Beginning Thursday, the Kenai River from the mouth upstream to Skilak Lake will be closed to king salmon fishing. King salmon may not be targeted or retained. Fish cannot be removed from the water if accidently hooked.

Also closed is the personal-use set gillnet fishery at the mouth of the Kasilof River. That fishery, though limited in size because of space restrictions in the area, is considered a counterpart to the Kenai River personal use dip net fishery -- some people prefer to use boats and small set nets rather than wading through the water with dip nets.

That 10-day fishery opened June 15 and was set to go until June 24. By cutting the period to fish in half, biologist Shields estimates about 50 king salmon -- some of which could make it to the Kenai -- will be saved.

“Yes, we're closing a popular fishery to save a handful of kings,” Shields said.

Early-run king salmon -- the first group to pass through the Kenai -- are about 60 percent through their run, according to Fish and Game. As of Tuesday, the cumulative estimate of king salmon to have passed by the sonar at river Mile 8.9 was 969 fish. By this date during last year’s lousy run, 3,575 fish had passed the same spot.

Praying for late king surge

Without a sudden late burst of kings, the early season escapement goal, a minimum of 5,300 fish, will not be met. The counting of a second Kenai king run begins July 1. Fisheries biologists aim for 13,000 spawning kings from both runs to maintain a healthy population, and they may need more than 9,000 second-run spawners to come close.

Despite what is by all accounts a late start to the season, managers are still being cautious about what could be another potentially disastrous season on the Kenai.

A year ago, with king salmon returning at record low numbers, fisheries managers imposed harsh restrictions on sport and commercial fishermen in and near the Kenai. Sport fishermen were severely limited with gear restrictions and closures, while some commercial fishermen, particularly set netters, were beached for most of the season.

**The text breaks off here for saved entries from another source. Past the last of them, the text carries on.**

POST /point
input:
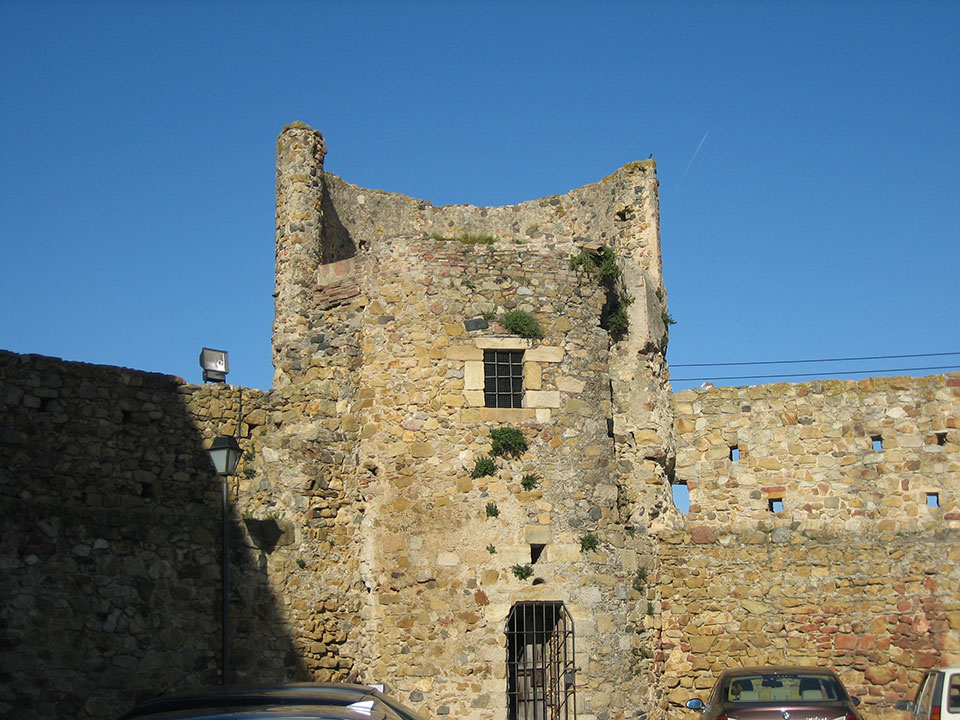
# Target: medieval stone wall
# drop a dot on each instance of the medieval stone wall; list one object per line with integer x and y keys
{"x": 110, "y": 547}
{"x": 438, "y": 570}
{"x": 812, "y": 535}
{"x": 878, "y": 608}
{"x": 363, "y": 546}
{"x": 853, "y": 455}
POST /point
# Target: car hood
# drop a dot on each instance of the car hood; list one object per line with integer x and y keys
{"x": 767, "y": 711}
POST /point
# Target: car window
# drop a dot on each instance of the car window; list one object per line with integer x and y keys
{"x": 953, "y": 698}
{"x": 782, "y": 687}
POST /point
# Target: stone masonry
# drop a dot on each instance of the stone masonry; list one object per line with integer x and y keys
{"x": 365, "y": 547}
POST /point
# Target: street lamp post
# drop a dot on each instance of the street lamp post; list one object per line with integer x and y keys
{"x": 225, "y": 454}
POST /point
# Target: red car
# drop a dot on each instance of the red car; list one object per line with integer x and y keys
{"x": 777, "y": 693}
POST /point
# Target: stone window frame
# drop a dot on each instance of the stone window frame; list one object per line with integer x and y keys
{"x": 538, "y": 404}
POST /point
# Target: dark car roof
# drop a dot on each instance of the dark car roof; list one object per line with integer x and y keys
{"x": 262, "y": 698}
{"x": 779, "y": 669}
{"x": 269, "y": 712}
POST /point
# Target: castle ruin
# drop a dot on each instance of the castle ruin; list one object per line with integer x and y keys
{"x": 481, "y": 519}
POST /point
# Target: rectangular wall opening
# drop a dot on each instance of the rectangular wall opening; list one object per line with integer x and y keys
{"x": 503, "y": 378}
{"x": 681, "y": 496}
{"x": 541, "y": 672}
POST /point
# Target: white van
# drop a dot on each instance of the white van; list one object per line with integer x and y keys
{"x": 938, "y": 697}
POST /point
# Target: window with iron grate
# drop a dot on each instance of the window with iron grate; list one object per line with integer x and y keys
{"x": 503, "y": 378}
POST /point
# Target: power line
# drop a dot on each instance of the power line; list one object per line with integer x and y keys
{"x": 791, "y": 362}
{"x": 819, "y": 374}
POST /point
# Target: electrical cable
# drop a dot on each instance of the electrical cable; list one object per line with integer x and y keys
{"x": 885, "y": 371}
{"x": 790, "y": 362}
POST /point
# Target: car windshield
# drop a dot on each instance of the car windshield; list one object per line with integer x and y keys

Whether the lame early run indicates stricter measures are coming is unclear. Shields said the department has much to consider before deciding how to handle the commercial fisheries. The early-run king salmon run ends on June 25, with the first set-net fishing period for the far-more numerous red salmon set to open two days later. Last year’s closures were designed to protect the few king salmon set-netters caught while fishing for reds.

“We're going to wait as long as we can on that one,” he said of possible commercial restrictions.

Some set-netters, including Paul Shadura, board director of the Kenai Peninsula Fisherman's Association, are optimistic the department will be prudent in its management actions.

“We don't expect us to be the only fishery (impacted by closures) and we don't expect another user group to be one either,” he said. “It has to be a prudent balance between overreaction and precautionary approach.”